On Tue, 31 Dec 2002 21:07:45 +0100 (CET), Jimi wrote:

>Well, I assumed there would be only 1 bridge at all and that resource window would 
>need to get used for all 
>devices on cardbus.

Well, there may be only one bridge chip but usually it has two PCI
functions implemented - one for each PCCard/Cardbus socket. My DELL
notebook at work has three sockets and two Cardbus chips with a total
of three bridge functions.

>I won't configure anything at all in that case and leave it to the cardbus 
>driver.

Exactly. Don't try to solve things which are already solved.

>Anyway, I think it would still be neat to detect the devices (and names) and put 
>those into detection 
>area (for e.g. some sort of hotplug-manager).

Fine.

>BTW. why do you need to assign a PCI-bus to the cardbus controller device then? Or is 
>this needed at all??

What most people call a PCI bus is in fact a tree of PCI buses. The
root is the host-to-PCI bridge/s (there may be multiple) where PCI bus
0 is dangling off. Desktop mobos with AGP have at least 2 buses (the
AGP bus is sitting behind a PCI-to-AGP bridge). Today, there are often
3 buses, PCI bus 0 is implemented as the HubLink (Intel), VLink (VIA),
HyperTransport Channel (AMD, Nvidia), etc. and the "PCI BUS" visible to
the user as actual slots is PCI bus 1. Think of the PCI bus tree as a
directory tree, with non-bridge functions as regular files, and bridge
functions as subdirectories.

While it's pretty easy to route memory or IO space transactions up and
down the tree from source to target, this doesn't hold true for
configuration space transactions. There are special configuration space
transaction types defined on a single PCI bus which PCI functions
respond to, but the decoding if a particular config cycle has to take
place on a given PCI bus has to be done by the bridge where the bus
originates from. If so, a different signalling takes place for local
config cycles (type 1 IIRC). All other configuration cycles need to be
routed to the proper bridge function (by type 2 config cycles), and to
do that you need a window of PCI bus numbers which are routed "down" to
subordinate PCI buses by a PCI-to-anything bridge. So what't required:

1) the number of the "upper" PCI bus a bridge sits on (primary bus)
2) the number of the "lower" PCI bus "behind" a bridge (secondary bus)
3) the highest PCI bus number "behind" a bridge (subordinate bus)

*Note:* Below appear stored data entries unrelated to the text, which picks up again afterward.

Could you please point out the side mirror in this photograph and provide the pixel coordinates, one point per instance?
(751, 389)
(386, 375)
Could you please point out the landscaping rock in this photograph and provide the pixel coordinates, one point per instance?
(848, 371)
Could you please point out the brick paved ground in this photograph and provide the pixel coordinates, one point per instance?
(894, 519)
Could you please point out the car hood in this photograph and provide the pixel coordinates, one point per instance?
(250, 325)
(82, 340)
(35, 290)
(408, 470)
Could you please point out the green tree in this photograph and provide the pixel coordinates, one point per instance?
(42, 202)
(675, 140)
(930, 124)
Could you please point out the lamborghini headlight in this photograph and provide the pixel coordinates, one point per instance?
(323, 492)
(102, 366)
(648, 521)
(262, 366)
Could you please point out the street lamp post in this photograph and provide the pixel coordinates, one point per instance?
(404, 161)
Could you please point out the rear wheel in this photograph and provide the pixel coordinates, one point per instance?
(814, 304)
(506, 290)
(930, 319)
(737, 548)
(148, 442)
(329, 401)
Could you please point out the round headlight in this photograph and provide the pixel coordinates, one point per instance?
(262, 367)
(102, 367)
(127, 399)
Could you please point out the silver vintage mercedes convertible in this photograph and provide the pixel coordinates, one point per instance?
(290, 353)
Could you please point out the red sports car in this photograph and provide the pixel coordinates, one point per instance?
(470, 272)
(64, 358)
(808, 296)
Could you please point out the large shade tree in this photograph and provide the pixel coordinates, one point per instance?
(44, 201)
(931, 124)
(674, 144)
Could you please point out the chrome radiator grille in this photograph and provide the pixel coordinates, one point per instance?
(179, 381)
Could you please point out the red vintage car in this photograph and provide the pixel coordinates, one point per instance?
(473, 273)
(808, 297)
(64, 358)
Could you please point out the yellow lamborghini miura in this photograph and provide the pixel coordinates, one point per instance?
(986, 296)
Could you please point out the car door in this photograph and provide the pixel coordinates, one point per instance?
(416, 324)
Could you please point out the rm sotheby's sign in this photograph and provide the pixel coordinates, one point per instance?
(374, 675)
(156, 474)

2) and 3) combined define the window of PCI bus numbers dangling off a
particular bridge, and configuration cycles to these PCI buses has a
bridge to forward down from upper PCI buses. The same is true in the
opposite direction: config cycles originating from a lower bus (with a
higher number) needs to be forwarded to upper buses except for the PCI
bus the bridge itself sits on; in this case the bridge has to translate
the routable type 2 config cycles into non-routable type 1 config
cycles which non-bridge PCI functions respond to.

Remember this scheme relies on a strong ordering of PCI bus numbers!

Thus, to make a long story short: without a proper PCI bus number
window setup you can't configure PCI/AGP/Cardbus devices behind the
bridge.

Ciao,
  Dani

PS: I wish you all A Happy New Year!